• debates
  • ensayos
  • entrevistas
  • reseñas
  • A diferencia de las grandes super producciones de Hollywood, o de lo que se hace en Europa, el cine latinoamericano tiene una cadencia propia, una voz que se sostiene en las realidades de las sociedades en las que está inmerso y desde donde emerge. Estas incluyen la desigualdad que las caracteriza junto con la precariedad económica que dificulta tanto su producción, como su distribución y consumo. Los países con las industrias más longevas y desarrolladas: Argentina, Brasil y México le llevan una gran ventaja al resto, pero no por eso se encuentran exentas de las dificultades que enfrenta la producción audiovisual en todo el continente.

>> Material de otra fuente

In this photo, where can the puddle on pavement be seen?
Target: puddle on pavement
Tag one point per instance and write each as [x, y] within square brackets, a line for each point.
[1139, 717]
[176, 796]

    Hace un par de semanas se celebró la treintava edición del Festival de Cine de Lima y tuve la fortuna de ser parte del jurado de la muestra de ficción latinoamericana, junto a una productora argentina, una actriz chilena, una programadora de festivales uruguaya y un director colombiano, que prefiere ser llamado artesano del cine. Nos dedicamos a ver las quince películas en competencia en una semana para luego elegir la mejor película, director, guion, actor, actriz y el premio especial del jurado. Compitieron además once documentales, siete películas peruanas y se mostraron además fuera de competencia decenas de cortos, mediometrajes y largos, tanto de Latinoamérica como de Europa. A pesar de no haber podido ver todo, pude pensar un poco sobre la industria audiovisual en este momento particular y sobre todo en lo que los seleccionadores eligieron que viéramos.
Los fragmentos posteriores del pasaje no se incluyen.